Ich war schon sehr gespannt was mich dann dort wohl erwarten würde, zunächst ging ich ja erst ab und an noch in den Kindergarten wenn ich nicht gerade Krank war oder meine Mama soviel getrunken hatte das sie Morgens nicht gleich Super fit war.

Noch war es ja kein Zwang in den Kindergarten zu gehen, aber wenn ich hin ging dann auch gerne.

In den ersten Jahren putzte meine Mutter ja auch zwei mal in der Woche Regelmäßig bei einer älteren Frau als ich im Kindergarten war.

Aber lange hielt es meine Mutter dort nicht aus , weil die ältere Frau so Mürrisch gewesen sein soll.

Oder ob ihr das trinken dann doch wohl wichtiger gewesen war ?

Auch Oma hat dann Teilweise mal etwas mitbekommen , das Mama mal ein Glas Zuviel trank. Mama sagte nur , das Oma – das ja nicht kennen würde da Oma noch nie etwas in ihrem Leben getrunken hätte.

Aber wenn Oma, Mama darauf ansprach wurde sie auch immer gleich total wütend je nach dem wie viel sie an dem Tag schon Intus hatte.

Tag ein Tag aus , fast das gleiche Spiel – Tage an denen man total vorsichtig sein musste was man sagte , wie man sich gab. Am besten war wenn ich in mein Zimmer ging und mich gar nicht mehr blicken lassen habe.

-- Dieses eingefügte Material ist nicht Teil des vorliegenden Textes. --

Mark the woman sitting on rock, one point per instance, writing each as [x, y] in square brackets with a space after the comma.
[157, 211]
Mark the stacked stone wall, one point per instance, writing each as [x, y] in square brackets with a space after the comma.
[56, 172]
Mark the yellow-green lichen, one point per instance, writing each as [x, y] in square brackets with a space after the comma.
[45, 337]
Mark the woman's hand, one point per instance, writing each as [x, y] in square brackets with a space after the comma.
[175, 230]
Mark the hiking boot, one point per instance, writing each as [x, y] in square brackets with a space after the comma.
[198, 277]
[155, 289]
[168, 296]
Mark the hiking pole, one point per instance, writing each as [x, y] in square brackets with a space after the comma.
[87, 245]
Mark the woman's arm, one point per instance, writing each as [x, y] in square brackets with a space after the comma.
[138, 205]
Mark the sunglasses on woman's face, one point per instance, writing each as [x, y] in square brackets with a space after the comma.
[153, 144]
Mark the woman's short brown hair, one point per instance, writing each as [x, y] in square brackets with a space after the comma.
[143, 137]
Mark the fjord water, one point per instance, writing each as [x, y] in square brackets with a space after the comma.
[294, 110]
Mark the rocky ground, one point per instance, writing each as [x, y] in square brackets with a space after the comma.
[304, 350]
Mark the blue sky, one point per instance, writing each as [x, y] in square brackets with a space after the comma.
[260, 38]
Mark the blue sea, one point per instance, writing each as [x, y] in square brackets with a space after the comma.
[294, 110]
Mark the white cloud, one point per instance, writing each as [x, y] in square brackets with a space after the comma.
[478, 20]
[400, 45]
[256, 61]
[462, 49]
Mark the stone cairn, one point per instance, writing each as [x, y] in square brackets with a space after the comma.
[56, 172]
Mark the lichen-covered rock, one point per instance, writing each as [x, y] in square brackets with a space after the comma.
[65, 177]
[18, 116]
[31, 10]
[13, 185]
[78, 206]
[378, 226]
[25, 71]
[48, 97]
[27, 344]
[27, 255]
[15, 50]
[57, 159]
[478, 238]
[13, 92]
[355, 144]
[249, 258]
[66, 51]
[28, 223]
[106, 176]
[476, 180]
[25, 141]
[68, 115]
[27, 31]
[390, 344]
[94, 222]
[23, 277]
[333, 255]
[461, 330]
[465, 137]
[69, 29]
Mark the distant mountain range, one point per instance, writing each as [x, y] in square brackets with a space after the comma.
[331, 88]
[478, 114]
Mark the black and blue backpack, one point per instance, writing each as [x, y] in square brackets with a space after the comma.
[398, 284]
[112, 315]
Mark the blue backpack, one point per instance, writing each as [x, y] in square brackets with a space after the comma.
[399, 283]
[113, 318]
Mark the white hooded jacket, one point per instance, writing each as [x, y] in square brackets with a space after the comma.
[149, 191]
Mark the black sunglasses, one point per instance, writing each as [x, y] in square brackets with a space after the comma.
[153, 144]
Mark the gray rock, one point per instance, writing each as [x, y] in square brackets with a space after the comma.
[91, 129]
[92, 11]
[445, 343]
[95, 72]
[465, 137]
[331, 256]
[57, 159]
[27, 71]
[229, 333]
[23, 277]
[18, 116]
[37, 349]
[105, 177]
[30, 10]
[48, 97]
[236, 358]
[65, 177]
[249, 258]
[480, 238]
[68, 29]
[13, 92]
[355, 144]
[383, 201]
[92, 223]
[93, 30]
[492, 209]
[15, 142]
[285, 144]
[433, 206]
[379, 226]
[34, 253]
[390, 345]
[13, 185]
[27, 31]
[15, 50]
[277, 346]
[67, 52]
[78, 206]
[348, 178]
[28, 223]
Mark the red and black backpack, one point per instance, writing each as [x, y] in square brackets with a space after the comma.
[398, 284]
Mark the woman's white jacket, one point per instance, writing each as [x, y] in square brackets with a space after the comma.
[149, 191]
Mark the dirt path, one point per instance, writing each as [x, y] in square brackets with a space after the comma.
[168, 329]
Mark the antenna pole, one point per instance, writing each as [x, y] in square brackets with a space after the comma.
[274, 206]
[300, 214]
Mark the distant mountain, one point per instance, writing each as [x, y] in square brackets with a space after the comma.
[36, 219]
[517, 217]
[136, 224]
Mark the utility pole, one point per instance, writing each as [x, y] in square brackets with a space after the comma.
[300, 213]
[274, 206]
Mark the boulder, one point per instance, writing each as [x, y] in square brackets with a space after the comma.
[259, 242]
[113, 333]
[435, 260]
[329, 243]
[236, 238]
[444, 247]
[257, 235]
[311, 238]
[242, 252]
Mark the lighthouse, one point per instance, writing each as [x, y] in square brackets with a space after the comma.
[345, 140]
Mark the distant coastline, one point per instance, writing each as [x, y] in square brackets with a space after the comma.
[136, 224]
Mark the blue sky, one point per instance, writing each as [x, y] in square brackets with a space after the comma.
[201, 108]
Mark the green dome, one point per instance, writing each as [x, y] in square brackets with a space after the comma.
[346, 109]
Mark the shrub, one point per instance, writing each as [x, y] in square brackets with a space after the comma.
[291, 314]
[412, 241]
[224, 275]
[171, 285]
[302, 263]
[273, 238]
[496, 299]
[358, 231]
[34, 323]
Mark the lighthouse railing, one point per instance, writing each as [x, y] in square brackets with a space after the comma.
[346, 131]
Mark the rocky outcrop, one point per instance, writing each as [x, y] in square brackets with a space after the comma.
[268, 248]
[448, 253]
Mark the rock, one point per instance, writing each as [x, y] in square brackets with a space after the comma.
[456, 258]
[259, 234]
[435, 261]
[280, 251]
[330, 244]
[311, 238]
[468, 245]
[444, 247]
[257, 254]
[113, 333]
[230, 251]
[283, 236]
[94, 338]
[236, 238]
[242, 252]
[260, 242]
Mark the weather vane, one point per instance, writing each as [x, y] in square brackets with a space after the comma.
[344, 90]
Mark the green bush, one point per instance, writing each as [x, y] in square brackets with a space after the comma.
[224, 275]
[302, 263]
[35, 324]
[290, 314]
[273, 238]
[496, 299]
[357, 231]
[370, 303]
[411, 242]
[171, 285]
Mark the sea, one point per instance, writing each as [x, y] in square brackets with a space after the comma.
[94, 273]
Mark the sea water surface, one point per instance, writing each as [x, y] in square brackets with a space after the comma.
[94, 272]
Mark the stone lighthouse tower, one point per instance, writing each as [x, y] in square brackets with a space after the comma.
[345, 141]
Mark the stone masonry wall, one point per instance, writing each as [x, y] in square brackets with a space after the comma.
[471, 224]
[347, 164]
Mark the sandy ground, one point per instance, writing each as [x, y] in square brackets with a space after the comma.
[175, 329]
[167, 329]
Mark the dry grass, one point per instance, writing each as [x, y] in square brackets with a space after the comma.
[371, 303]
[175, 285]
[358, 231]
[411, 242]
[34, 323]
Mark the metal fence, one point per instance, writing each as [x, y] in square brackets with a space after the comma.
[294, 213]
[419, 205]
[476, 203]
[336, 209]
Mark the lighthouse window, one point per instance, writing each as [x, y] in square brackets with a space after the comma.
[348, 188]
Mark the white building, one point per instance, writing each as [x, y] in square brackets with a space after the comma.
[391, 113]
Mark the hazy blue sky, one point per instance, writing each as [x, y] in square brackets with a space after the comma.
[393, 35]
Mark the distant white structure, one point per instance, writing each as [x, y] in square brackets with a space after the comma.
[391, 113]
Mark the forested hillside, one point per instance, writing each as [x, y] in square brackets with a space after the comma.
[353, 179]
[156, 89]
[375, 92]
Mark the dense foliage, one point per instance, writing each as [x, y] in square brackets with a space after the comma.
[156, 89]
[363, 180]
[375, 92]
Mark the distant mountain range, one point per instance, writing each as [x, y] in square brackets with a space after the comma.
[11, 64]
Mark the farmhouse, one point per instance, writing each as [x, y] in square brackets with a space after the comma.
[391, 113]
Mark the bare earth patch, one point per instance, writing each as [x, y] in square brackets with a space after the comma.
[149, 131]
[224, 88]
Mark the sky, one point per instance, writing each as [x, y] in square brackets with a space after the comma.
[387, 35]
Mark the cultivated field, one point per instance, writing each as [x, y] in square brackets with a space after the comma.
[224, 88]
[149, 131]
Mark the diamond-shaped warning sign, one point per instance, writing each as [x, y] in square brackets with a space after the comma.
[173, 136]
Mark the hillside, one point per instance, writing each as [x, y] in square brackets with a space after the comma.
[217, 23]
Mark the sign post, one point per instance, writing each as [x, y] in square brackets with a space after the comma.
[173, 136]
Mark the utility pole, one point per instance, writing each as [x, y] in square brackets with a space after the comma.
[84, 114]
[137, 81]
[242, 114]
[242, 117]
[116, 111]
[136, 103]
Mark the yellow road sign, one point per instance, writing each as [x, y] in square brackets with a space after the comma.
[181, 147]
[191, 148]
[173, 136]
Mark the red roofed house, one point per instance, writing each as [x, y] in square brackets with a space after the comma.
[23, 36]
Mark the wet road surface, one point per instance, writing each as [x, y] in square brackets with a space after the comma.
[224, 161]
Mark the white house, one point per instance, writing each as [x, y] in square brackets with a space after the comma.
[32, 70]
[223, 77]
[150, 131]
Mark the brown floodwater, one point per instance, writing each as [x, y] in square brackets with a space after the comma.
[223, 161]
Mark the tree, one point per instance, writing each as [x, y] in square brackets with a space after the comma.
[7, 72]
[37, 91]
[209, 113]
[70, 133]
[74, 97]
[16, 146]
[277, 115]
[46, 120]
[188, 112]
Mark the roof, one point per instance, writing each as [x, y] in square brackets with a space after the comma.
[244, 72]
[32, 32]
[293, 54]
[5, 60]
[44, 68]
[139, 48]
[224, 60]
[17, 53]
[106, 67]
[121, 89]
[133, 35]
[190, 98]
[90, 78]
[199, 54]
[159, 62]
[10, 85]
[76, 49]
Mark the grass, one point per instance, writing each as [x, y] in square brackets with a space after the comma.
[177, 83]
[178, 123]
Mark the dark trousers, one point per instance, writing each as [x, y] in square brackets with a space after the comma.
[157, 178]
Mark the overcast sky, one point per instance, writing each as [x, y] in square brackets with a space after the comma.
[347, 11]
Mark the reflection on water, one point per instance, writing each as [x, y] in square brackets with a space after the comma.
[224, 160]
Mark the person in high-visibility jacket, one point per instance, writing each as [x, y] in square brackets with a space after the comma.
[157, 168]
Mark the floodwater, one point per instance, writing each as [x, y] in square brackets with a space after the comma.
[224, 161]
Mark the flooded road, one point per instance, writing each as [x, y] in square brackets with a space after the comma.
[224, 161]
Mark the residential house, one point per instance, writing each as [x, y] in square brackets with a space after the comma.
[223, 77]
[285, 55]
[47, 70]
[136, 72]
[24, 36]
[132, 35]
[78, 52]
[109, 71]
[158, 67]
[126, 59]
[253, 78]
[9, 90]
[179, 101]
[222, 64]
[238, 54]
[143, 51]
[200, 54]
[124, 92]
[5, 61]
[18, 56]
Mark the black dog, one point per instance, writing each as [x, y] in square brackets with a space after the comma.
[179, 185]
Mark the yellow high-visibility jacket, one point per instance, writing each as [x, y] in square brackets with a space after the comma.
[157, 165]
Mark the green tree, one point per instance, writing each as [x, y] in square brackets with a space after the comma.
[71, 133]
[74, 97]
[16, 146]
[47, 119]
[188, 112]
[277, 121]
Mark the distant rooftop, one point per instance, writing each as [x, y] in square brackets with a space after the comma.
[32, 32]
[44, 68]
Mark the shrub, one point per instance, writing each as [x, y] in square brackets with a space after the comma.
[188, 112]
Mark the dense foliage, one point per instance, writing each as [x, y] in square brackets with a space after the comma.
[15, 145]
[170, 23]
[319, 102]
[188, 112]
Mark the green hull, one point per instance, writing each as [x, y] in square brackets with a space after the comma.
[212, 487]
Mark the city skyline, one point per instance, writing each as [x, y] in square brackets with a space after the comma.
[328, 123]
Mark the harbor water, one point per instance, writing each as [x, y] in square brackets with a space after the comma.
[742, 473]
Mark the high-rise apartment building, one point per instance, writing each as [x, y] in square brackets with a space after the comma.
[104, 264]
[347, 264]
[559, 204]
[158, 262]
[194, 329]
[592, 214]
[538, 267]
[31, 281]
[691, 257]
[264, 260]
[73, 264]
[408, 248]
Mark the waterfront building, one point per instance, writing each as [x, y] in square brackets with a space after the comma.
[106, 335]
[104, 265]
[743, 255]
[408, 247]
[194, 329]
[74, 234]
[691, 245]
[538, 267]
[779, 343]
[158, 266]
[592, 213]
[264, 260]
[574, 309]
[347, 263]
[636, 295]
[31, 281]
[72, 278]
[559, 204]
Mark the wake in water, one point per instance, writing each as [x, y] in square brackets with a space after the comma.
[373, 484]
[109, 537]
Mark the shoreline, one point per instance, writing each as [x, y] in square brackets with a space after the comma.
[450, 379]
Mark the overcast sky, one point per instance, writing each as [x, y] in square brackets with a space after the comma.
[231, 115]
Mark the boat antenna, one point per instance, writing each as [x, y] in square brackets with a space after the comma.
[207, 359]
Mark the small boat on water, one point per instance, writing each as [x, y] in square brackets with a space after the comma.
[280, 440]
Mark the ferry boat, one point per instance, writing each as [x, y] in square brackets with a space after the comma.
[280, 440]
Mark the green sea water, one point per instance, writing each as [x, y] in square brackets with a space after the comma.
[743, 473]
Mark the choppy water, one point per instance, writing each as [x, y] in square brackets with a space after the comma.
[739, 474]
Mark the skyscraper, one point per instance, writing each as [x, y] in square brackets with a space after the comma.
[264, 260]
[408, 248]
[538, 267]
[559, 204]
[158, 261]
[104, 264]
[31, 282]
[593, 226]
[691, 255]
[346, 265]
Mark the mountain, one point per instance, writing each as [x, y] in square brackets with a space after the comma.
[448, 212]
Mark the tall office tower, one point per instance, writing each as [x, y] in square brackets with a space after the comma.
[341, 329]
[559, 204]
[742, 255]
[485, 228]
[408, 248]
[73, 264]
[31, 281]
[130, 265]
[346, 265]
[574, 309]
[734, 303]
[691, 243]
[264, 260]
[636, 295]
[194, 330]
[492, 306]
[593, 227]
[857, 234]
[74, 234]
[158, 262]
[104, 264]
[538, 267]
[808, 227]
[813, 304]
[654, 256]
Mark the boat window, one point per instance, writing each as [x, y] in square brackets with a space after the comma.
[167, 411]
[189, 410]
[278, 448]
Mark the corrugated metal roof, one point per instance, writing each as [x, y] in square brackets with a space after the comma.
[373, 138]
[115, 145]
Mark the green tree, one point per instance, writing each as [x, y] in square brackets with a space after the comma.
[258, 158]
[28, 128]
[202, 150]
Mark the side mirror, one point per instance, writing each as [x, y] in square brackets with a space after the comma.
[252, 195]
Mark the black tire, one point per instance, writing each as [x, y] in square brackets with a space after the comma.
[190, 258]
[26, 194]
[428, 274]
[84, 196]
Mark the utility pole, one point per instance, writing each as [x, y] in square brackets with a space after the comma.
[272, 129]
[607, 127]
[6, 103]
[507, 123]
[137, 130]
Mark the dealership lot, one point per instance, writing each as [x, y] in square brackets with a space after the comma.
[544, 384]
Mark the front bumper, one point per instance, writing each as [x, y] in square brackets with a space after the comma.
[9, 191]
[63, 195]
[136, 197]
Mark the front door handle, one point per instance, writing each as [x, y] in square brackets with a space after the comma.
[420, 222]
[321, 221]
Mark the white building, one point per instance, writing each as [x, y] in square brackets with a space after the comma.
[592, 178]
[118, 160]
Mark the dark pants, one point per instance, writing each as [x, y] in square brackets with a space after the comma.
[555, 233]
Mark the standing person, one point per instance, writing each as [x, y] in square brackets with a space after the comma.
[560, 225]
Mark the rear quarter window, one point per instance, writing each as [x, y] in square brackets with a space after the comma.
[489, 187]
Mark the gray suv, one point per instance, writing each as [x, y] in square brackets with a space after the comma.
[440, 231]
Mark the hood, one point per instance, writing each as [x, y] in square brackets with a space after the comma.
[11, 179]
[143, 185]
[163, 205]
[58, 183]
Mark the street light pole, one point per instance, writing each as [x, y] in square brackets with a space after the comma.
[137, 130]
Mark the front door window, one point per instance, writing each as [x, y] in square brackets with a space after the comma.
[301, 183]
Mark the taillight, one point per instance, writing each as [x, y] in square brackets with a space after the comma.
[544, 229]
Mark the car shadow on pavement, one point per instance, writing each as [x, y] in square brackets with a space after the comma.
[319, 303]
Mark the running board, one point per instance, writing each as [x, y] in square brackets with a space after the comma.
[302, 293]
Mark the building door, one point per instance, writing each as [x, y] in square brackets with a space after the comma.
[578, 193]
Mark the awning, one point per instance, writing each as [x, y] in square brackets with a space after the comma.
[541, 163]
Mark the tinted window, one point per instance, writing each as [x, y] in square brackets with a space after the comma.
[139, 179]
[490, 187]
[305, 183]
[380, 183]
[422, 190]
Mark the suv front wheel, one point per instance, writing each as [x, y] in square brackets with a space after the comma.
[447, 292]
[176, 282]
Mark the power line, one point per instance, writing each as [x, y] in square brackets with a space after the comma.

Manchmal kam meine Mutter auch ins Zimmer und war auf einmal wieder total lieb und nett. Wenn aber dann die Frage kam „ Kannst du mal zum Laden gehen“ Wusste ich schon genau Bescheid. Nun ich wusste ja was auf mich zukam wenn ich es nicht tat. So ging ich mit zwei Tüten vom Aldi zum Tante Emma Laden , Meine Mutter hat schon bevor sie mich fragte dort in dem Laden angerufen und gesagt was ich denn kaufen sollte. Niemand kam auf die Idee mir das zu verweigern was ich für meine Mutter anschreiben lassen sollte, sie würde erst am nächsten ersten zahlen können. Aber sie kannte ja den Geschäftsinhaber.

Ich dachte okay vielleicht darf ich mir ja auch noch was aussuchen, aber Pustekuchen.

Der Herr Biele , so hieß der Geschäftsführer gab mir eine Tasche mit die schon in einer Ecke in dem Landen stand , vor der Türe zum Büro.

Als ich hinein sah bekam ich den größten schrecken aller Zeiten und ich wusste mit meinen noch nicht mal Sechs Jahren wie ich das nach Hause schleppen sollte , da hat sich keiner für interessiert.

Zwei Große Flaschen Klaren Korn und Sechs halbe Liter Dosen Bier, 100Gramm Butterkäse Aufschnitt und natürlich eine Schachtel Lux Zigaretten.